I biglietti per lo spettacolo andarono esauriti.

Don Giovanni era un ottimo p.r. e pubblicizzò l’evento come se recitasse Garcia Lorca.

Mi fu anche messo a disposizione un giovane e brufoloso chitarrista………

luomo che parti 6a

Durante le prove non ci furono intoppi.

Quella sera cenai in canonica con alcuni membri del consiglio pastorale che incuriositi mi fecero un sacco di domande sul chi ero, da dove venivo e soprattutto perchè scappavo.

Io però non stavo scappando. Io stavo cercando e sinceramente, arrivati a questo punto, potevo dire di avere trovato.

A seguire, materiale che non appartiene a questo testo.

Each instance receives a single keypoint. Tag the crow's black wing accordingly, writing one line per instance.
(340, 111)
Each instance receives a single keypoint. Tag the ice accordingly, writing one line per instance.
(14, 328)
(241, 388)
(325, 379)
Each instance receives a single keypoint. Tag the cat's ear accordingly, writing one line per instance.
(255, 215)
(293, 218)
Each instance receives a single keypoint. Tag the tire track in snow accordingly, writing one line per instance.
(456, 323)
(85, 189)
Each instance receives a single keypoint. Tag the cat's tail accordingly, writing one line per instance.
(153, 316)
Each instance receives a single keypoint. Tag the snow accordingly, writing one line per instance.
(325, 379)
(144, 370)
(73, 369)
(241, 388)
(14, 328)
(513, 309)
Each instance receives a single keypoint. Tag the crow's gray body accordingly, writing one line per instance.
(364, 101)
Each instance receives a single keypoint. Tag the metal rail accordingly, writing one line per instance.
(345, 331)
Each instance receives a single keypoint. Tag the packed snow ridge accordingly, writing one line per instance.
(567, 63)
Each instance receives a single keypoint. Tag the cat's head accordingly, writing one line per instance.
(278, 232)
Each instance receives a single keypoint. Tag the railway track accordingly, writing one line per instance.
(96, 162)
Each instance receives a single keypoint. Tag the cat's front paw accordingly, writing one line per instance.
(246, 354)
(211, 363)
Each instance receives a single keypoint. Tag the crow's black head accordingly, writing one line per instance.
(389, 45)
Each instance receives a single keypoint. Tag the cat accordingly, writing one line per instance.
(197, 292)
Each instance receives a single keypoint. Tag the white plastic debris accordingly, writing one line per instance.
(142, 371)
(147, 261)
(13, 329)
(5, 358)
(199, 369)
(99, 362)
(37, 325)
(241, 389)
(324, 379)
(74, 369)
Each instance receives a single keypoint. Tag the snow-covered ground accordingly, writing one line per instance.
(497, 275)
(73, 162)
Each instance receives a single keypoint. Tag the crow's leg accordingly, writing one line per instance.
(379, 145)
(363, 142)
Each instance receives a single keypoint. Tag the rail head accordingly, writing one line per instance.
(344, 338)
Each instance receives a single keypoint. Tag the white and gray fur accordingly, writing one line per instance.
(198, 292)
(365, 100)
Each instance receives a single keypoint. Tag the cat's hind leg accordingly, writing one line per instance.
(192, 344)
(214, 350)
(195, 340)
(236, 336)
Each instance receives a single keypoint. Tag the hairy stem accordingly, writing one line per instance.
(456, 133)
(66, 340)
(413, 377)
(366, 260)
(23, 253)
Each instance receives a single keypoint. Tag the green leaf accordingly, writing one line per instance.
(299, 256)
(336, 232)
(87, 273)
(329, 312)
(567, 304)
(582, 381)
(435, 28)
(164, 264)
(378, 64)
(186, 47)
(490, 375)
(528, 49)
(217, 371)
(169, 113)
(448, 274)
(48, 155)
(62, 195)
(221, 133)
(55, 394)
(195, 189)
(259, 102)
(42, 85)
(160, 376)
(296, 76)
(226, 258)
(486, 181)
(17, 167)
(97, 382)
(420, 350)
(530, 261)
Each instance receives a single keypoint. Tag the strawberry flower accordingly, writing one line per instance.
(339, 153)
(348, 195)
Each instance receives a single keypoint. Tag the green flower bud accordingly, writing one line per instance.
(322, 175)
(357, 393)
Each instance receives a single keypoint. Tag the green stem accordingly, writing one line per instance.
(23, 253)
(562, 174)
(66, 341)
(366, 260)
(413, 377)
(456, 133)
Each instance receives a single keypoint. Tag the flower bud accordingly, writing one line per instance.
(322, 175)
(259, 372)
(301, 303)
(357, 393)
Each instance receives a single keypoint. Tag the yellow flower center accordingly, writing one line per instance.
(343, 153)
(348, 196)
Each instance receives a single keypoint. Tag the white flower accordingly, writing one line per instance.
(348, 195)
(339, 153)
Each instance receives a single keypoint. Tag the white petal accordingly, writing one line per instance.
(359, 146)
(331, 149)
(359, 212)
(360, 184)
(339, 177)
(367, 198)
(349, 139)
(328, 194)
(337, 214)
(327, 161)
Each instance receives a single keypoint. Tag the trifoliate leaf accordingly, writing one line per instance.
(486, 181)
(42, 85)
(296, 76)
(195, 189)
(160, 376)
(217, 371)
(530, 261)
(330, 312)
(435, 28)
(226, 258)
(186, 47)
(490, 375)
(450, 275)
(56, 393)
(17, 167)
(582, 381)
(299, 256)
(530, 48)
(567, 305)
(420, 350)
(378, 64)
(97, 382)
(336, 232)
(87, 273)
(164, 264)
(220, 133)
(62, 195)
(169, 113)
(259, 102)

Per la notte mi fu messo a disposizione l’unico camerino del teatro.

luomo che dormi 6b

Lo spettacolo fu spartano. Il teatro oratorio era però esaurito: 150 posti a sedere con alcuni spettatori in piedi appoggiati alle pareti. Indossavo una delle t-shirt stampate dall’amico D Controversy. Mentre leggevo non volava una mosca.
Recitai, declamai. Avevo dentro tutta una vita da raccontare e la regalai a quel pubblico sconosciuto ma attento.
Al termine dell’esibizione il prete mi chiamò in disparte:” spero tornerai presto a trovarci, ci hai fatto emozionare……. Eccoti cento euro”.
Strinsi qualche mano, diedi un’ultima occhiata al teatro oramai vuoto e con il mio zaino sulle spalle mi incamminai verso la macchina.
Tornai a dirigermi verso il mare e mentre guidavo alcune lacrime mi rigarono il viso.